Bazı usta nakkaşların, dünyaca ünlü ressamların, heykeltıraşların sanatlarının inceliğini gösteren sembolleri, figürleri bir sır gibi eserlerinin müstesna bir yerine gizlediği, ya da eser içinde eser haline dönüştürüp ancak konunun uzmanlarının görebileceği bir derinlik oluşturduğu söylenir.

Sahnede gösterisini yapan sihirbaz; sergilediği hünerlerini seyircinin gözünden ve dikkatinden kaçırıp, onları şaşkınlığa ve heyecana sürükleyen “mucizeler “ yaratır.

Evrene, dünyaya, ülkelere egemen olmaya çalışan “zamane kralları “ da toplumlardan, insanlardan özenle gizleyerek kaçırdıkları kirli yönetim sırlarını maskeleyerek, içi boşaltılmış, popülizme, demagojiye yatkın demokrasi, insan hakları, özgürlük masallarıyla çıkarlar karşımıza.

Nakkaş, heykeltıraş ya da ressamın, üzerinde günler, haftalar, belki de yıllar süren emeğiyle yarattığı eser; seyredenler tarafından değişik açılardan, değişik duygularla bakıldığında, her birini değişik hayallere, değişik dünyalara götürüyor.
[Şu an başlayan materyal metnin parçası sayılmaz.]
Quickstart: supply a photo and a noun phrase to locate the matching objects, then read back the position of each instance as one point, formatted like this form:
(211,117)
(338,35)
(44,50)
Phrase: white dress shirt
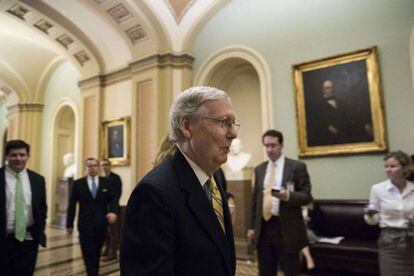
(200,174)
(395,209)
(89,179)
(10,199)
(280,164)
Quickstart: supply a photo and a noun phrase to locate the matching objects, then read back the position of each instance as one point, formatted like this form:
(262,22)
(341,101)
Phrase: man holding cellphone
(282,187)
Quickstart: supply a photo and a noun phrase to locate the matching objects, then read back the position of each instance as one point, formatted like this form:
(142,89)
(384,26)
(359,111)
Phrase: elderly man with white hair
(176,221)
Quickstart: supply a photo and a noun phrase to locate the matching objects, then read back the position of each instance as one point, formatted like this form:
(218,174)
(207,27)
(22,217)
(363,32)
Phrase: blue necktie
(20,218)
(94,187)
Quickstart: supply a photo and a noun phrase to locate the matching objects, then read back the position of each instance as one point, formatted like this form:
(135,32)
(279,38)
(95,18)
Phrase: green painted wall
(295,31)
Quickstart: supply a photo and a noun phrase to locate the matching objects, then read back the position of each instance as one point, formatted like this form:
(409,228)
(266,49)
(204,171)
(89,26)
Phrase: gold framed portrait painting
(116,139)
(339,105)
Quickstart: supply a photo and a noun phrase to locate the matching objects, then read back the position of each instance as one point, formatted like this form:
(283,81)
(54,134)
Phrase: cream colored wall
(4,123)
(290,32)
(244,91)
(61,90)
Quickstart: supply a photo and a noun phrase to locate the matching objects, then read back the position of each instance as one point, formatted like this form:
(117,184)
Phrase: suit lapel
(35,194)
(86,188)
(287,172)
(199,205)
(2,202)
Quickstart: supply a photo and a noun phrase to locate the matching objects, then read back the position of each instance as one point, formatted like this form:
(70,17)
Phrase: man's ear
(185,126)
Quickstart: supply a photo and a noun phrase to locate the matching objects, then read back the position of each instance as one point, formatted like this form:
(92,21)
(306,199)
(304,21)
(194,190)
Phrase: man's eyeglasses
(225,122)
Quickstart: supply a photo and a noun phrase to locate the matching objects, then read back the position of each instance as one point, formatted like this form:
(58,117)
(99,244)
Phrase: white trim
(209,66)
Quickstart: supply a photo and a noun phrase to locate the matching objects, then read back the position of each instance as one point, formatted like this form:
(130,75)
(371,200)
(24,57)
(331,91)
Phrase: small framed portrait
(339,105)
(116,141)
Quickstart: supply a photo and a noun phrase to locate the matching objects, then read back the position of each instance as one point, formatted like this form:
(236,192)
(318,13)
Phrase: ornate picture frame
(339,105)
(116,141)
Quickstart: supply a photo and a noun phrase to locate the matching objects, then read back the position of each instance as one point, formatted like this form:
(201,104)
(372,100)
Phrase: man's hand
(250,235)
(282,194)
(332,129)
(111,217)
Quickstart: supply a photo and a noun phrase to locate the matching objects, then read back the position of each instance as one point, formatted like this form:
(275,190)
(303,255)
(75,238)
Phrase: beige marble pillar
(91,118)
(156,81)
(25,123)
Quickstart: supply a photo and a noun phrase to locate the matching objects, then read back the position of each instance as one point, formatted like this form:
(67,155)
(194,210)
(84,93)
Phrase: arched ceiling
(95,36)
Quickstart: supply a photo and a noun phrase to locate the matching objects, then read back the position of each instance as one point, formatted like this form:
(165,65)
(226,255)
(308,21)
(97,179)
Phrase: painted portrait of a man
(337,105)
(115,141)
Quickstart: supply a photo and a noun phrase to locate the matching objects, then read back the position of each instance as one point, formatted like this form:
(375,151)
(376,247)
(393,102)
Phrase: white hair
(188,105)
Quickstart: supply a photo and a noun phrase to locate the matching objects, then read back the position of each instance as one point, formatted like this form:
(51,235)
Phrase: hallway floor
(63,257)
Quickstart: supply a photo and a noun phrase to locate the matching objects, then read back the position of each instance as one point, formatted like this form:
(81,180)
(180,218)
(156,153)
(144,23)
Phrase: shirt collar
(200,174)
(21,173)
(90,177)
(279,161)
Akıllarda uzun yıllar, bazen ömür boyu silinmeyen izler bırakıyor. Eserdeki gerçek gizemi, onu yaratırken yaşanan serüvenleri ise sadece yaratıcıları biliyor.

Tarihi mekânlarda, ünlü müzelerde sergilenen eserler yıllar boyu yeni seyircileri tarafından görülse de eserlerdeki sırlar devam edip gidiyor.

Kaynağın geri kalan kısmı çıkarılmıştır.